No princípio e no fim era a craca e a craca se fez memória.


(Foi preciso convidar o André Bradford para escrever sobre o 8º Jantar do 10 Fest para que eu conseguisse, finalmente, perceber como se faz um post num blog sobre gastronomia. Muito obrigado André.)









Não será qualquer região do mundo que pode apresentar um bocado de rocha a um visitante e dizer, sem receio: “A nossa essência mora aí dentro! Prove-a”. Os Açores podem. Basta que se encontre um exemplar de bico largo da Megabalanus azoricus, crustáceo marinho da ordem Thoracica, da classe Cirripedia, e que, depois de o cozer em água do mar, se convide o forasteiro a, de olhos bem fechados e palato bem descomplexado, degustar a alma açoriana. 
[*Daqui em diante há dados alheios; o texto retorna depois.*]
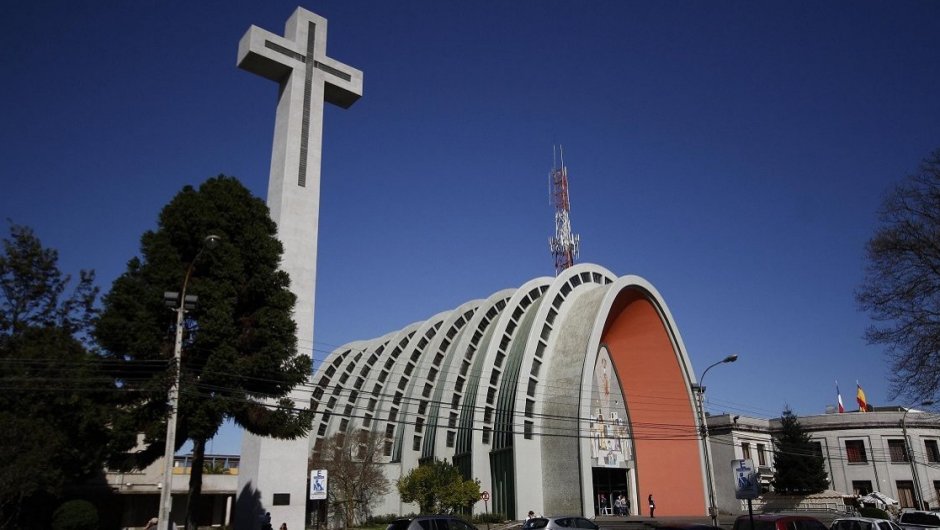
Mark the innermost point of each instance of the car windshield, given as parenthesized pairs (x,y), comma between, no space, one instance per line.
(851,525)
(400,524)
É o mar, o rocio e o salitre, o sol no basalto e a brisa cinzenta, a terra húmida e o musgo, a montanha e a beira-mar, tudo num bocadinho de carne rodeada de água salgada por todos os lados. São cracas, senhores, e contam ao paladar o segredo desta terra!
Os belgas Andy de Brouwer, sommelier e representante da quarta geração de proprietários do hotel restaurante Les Elevateurs, e Nico Corbesier, 24 anos, chefe titular do dito restaurante, perceberam toda a simbologia mística da craca (passe o claro exagero concetual) forçados pelo inelutável poder da necessidade. 
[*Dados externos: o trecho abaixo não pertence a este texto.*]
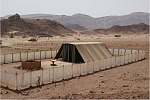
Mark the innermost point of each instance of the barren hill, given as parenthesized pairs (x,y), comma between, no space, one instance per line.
(75,27)
(94,23)
(32,27)
(140,28)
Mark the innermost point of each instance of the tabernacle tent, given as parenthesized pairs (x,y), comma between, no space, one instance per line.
(83,52)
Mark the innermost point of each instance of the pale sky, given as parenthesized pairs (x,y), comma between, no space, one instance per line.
(94,8)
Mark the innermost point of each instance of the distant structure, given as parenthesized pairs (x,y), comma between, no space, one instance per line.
(83,52)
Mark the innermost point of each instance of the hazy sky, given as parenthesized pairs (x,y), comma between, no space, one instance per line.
(94,8)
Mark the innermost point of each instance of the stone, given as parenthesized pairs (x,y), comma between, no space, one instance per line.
(125,86)
(100,75)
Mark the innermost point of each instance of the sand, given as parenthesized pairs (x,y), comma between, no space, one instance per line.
(125,82)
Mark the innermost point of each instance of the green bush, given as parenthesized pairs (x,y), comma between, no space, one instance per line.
(33,40)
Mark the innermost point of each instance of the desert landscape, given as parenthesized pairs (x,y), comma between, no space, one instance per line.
(129,81)
(46,32)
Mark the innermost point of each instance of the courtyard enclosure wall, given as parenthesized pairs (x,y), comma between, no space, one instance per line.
(25,56)
(53,74)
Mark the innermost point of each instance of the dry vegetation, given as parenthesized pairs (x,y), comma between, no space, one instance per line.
(125,82)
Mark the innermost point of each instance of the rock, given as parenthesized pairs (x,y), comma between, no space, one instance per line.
(6,92)
(25,93)
(100,75)
(78,77)
(125,86)
(102,81)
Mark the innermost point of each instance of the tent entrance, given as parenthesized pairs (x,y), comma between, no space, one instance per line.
(69,53)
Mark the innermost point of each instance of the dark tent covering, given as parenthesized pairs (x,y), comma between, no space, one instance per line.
(83,52)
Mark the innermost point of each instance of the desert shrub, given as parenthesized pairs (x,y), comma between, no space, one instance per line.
(37,50)
(117,36)
(33,40)
(91,91)
(11,35)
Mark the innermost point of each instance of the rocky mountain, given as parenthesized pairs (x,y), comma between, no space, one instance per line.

Cozinheiro belga que se preze tem de incluir um bife tártaro na ementa – e faz muito bem, digo eu, que comecei por achar que bife tártaro era um naco do lombo com molho tártaro e que desde que percebi que não era, que era da família dos pratos sem fogão, não tive coragem para dizer que não e converti-me em fã irredutível – e tem de o acompanhar com ostras, iguaria que pelas nossas bandas não se encontra fresca ou, se preferirem sinceridade, praticamente não se encontram, ponto final. Vai daí, viram-se forçados a descobrir a craca como nós nunca a tínhamos visto. 
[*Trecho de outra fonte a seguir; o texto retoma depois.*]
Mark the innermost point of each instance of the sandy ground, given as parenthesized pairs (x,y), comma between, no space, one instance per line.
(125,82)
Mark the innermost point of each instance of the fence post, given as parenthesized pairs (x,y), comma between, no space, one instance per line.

Eles não sabem e provavelmente, se soubesse, dar-lhes-ia igual, mas acabaram por realizar uma das minhas maiores fantasias culinárias. A abrir o jantar de quinta-feira do 10 Fest, e depois de um dispensável amuse bouche com rabanete e pão de cerveja azeda, eis que um tártaro de carne dos Açores envolvido em sumo de craca e acompanhado da mesma em versão mousse tomou conta da sala e deixou todos os convivas em estado de ansiedade imediata. Caviar, passo; cous cous de couve-flor, sim sim…; molho de rábano, com certeza…  - podemos mergulhar para dentro da craca?!
A culinária a este nível é sempre uma narrativa e esta história é daquelas de final feliz obrigatório. Eu tinha a certeza de que sempre fomos muito limitados no aproveitamento das potencialidades das cracas, mas precisava de alguém que, com autoridade e habilidade, me fornecesse a prova irrefutável. Foi o que fizeram de Brouwer e Corbesier. Mesmo dando de barato que o cinza e o lilás não são a paleta cromática mais interessante em alta cozinha e que teria sido útil confirmar se o bico da craca teria largura suficiente para o diâmetro da colher de café que nos forneceram como utensílio, a textura e o sabor compensaram toda e qualquer insuficiência. Sublime, tal como sublime era a projeção desse paladar para o lombo de bovino regional. 
A partir daí foi sempre a descer. O tataki de atum patudo, não sendo nunca visto, manteve o nível de qualidade e execução, mas o consommé de cavaco com ravioli de coral do próprio, que podia ter sido uma segunda bofetada de luva branca nos puristas da cozedura salgada de mariscos (que os há e muitos nos Açores), acabou por ser uma experiência mal conseguida, iniciando o percurso de descida até aos infernos de uma bochecha de porco elástica e borrachenta (24 horas de forno?! Desligado?), cheia de fava verde sólida e em puré, e abafada no sabor por uma epidemia de queijo de S. Jorge de cura prolongada.
É por isso que vos digo, meus caros, que no princípio e no fim era a craca e que a craca se fez memória. Mesmo que seja heresia, sinto-me agora perfeitamente legitimado a tentar o tal risotto de craca que me povoa a imaginação há séculos e que, no fundo, é a razão de ser da brilhante iniciativa da Escola Turística e Hoteleira: sermos ousados com aquilo que é nosso, nem que para isso tenham de vir os outros dar o exemplo.  

O Rei Jaime I terá dito um dia: “Corajoso não foi o primeiro guerreiro. Corajoso foi o primeiro homem a tentar comer uma ostra”. É esse tipo de coragem que para o caso nos interessa e que, mesmo à falta de comprovação científica, estou convencido , nos fará progredir enquanto região capaz de posicionar com retorno os seus produtos de qualidade. A cada 10 Fest renasce a esperança!